Harlock - Column for 5/8

Keeping it Real

After a four-week hiatus, I return. What the hell was my excuse? Well, I learned that being unemployed and trying to become employed again takes up far more time than it rightfully should.

And my daughter, my little eight-and-a-half-month-old daughter, is throwing temper tantrums. She can't walk on her own, and it's pissing her off. I tell her that she should just enjoy being a baby, that she'll never have it so good ever again, but she just clenches her tiny fists, pounds the floor, and emits some very angry noises. She just doesn't like being a baby, it seems.

Mostly, though, I just haven't been inspired. Nothing has struck me and made me want to jump up…er…sit down and write. Oh, sure, there are my stories of interviews, and HR people who call daily for a week, and then, after the second interview, disappear. It's honestly like the guy fled to Borneo to avoid talking to me. It took three days just to reach a different manager and have them tell me that I'm not getting the job. But, hey, that happens to everyone, right?
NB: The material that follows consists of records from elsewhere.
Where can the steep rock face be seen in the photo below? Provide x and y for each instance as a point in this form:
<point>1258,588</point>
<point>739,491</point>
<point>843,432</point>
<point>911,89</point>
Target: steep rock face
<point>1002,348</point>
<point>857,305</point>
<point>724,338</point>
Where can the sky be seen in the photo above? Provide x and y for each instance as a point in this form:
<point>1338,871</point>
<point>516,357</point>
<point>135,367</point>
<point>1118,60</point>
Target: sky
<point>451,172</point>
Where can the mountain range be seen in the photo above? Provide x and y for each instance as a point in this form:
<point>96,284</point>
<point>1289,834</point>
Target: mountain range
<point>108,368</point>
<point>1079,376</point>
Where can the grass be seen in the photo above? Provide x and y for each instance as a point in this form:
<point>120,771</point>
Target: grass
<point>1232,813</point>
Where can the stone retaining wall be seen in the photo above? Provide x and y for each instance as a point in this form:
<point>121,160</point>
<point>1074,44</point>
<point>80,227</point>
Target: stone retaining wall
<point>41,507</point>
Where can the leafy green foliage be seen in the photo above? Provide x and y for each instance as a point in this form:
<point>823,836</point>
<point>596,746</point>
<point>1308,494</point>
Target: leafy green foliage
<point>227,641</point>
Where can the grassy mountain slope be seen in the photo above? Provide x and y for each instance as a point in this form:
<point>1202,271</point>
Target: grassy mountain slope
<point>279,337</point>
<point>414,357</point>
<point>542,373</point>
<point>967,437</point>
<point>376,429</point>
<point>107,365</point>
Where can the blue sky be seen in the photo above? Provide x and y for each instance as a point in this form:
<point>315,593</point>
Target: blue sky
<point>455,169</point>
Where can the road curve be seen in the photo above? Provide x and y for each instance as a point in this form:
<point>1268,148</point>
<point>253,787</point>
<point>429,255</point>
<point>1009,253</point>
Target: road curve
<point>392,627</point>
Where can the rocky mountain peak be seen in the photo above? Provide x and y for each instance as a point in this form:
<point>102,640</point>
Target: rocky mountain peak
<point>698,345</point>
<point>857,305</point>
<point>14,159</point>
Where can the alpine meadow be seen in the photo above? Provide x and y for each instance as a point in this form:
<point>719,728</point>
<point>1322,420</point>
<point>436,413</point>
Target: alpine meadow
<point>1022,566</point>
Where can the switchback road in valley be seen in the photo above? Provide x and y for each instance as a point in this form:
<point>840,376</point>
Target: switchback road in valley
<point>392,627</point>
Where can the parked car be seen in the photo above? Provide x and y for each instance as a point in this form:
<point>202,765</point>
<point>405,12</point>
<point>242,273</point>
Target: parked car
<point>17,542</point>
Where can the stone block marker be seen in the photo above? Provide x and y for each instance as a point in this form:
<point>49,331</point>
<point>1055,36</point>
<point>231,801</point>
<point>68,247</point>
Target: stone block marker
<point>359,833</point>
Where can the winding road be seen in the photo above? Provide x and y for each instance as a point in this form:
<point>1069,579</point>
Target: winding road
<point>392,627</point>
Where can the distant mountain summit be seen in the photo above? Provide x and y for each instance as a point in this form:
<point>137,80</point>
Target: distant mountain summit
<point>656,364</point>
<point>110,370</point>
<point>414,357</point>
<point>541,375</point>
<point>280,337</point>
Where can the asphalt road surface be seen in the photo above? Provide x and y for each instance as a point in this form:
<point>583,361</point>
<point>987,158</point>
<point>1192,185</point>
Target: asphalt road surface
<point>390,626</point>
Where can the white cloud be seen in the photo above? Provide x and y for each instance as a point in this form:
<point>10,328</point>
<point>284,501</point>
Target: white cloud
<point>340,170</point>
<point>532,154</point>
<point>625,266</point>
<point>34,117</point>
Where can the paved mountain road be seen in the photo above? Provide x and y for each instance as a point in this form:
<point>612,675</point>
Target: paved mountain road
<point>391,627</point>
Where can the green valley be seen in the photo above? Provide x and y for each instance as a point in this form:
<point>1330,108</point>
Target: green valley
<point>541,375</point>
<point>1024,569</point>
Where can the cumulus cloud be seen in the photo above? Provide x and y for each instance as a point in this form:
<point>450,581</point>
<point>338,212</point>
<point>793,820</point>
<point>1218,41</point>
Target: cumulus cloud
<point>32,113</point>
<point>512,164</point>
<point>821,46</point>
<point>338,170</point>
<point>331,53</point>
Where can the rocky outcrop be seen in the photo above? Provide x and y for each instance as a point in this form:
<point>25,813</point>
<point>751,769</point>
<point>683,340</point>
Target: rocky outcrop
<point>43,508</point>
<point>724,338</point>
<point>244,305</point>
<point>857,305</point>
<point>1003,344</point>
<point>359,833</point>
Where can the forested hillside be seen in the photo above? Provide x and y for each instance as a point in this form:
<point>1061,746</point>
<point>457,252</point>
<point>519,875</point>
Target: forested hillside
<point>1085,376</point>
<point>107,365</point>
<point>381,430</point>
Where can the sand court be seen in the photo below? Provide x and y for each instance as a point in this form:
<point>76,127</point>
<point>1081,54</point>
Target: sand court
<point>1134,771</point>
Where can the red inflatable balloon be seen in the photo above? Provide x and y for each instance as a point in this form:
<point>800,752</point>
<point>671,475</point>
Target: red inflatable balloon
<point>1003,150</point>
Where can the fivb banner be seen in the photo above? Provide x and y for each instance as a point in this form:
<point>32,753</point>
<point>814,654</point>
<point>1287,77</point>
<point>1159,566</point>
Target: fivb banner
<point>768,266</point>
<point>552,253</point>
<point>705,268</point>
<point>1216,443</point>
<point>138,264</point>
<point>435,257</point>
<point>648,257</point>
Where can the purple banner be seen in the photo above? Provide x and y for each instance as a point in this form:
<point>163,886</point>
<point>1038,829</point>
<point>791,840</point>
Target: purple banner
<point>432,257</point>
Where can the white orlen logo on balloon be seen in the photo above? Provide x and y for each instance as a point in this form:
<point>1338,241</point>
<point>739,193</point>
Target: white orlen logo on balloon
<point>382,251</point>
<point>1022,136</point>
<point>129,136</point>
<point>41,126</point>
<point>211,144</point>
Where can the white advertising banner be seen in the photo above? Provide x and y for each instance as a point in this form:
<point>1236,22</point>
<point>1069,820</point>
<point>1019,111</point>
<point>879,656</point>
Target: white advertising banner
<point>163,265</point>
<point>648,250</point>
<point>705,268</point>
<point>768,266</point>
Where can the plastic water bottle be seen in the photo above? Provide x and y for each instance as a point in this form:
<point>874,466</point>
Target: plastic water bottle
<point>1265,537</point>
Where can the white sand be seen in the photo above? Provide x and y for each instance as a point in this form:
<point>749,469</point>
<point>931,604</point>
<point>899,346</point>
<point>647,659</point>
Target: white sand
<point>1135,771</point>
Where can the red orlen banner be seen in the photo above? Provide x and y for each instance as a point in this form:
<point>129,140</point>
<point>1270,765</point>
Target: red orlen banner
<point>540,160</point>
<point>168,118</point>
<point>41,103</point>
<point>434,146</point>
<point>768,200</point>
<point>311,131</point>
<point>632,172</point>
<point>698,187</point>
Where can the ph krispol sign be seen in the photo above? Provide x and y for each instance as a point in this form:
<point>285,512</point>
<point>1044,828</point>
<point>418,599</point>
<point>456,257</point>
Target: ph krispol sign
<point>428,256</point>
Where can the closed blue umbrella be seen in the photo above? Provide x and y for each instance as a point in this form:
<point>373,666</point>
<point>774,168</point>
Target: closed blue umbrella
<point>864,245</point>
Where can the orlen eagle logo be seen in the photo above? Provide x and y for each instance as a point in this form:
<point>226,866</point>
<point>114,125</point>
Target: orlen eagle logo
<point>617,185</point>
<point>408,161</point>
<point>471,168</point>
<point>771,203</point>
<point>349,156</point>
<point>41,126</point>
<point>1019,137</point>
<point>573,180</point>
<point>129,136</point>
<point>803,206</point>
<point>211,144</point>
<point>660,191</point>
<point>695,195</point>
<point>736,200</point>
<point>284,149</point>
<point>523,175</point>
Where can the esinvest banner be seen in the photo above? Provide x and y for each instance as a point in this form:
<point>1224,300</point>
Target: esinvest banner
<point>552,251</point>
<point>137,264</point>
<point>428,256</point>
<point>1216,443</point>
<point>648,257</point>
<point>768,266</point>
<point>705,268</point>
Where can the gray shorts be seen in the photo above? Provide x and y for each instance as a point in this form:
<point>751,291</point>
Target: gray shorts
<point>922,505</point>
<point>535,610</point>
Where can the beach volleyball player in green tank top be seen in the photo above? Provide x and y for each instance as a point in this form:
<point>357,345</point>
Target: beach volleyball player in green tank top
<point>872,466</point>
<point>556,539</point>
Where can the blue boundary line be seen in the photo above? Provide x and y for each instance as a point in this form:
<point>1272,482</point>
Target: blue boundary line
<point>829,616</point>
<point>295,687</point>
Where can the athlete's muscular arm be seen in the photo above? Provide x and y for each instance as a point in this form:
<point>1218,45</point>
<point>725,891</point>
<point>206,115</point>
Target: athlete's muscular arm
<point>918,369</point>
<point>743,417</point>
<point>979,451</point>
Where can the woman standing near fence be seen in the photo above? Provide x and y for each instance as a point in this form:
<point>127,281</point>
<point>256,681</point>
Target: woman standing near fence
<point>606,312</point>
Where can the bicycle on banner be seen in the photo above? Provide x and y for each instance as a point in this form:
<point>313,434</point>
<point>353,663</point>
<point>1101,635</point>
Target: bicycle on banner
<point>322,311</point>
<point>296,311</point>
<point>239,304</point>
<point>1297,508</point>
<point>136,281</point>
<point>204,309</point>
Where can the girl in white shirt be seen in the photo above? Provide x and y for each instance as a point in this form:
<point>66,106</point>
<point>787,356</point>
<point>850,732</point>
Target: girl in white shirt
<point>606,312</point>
But on Monday, something finally made me snap out of it. Driving home, I saw the following bumper sticker on a Ford minivan:

"REAL AMERICAN'S
"BUY AMERICAN"

Real Americans, it would seem, are also idiots. And yes, that's exactly how it was written, random quotation marks and all. This wasn't a crayon scrawl on a piece of paper taped to the bumper: the type was lined up, the color bands lined up (the top words were white text on blue, the bottom were red text on white), and it didn't look like something someone had just whipped up on their computer. So I'm assuming that someone who would call themselves a professional made this, and printed quite a few of these. And they were either completely oblivious to their own fumbling of the English language, or else they were enemies of America and playing a cruel joke on patriotic, yet stupid, Americans.

Of course, the sentiment is just as idiotic as the punctuation. At a very general level, I just can't see how helping the global economy is anti-American. But, hey, all those other countries can go to hell, right? As long as America is ok, who cares?

Now, I'm not an economist, but I do consider myself to be relatively well informed, and that seems like an amazingly stupid viewpoint. And I'm going to take a wild guess and say that not every component of that big 'ol American vehicle actually game from the US of A. Which reminds me of something my high school physics teacher once said: "Sure, your VCR says 'Made in Japan' on it, but take a look at a sledgehammer: Yup, 'Made in the USA.' We might not be able to make VCRs worth a damn, but America makes the best sledgehammers in the world."

When applied to cars, "Buy American" typically means "Don't Buy Japanese or German." Which is amusing, because our silly little country put quite a bit of money and effort into rebuilding the Japanese and German economies after World War II. So if they're making better, safer cars than American companies, well, we need to a nice chunk of the blame for that. After all, if we had just left Japan and Germany as smoking, bombed-out countries, they probably wouldn't be selling us too many minivans, SUVs, and sedans right now, would they? Ah, irony.

Which, of course, is lost on the kind of mouth-breathing, cud-chewing sub-moron who would stick a bumper sticker like that on their land behemoth.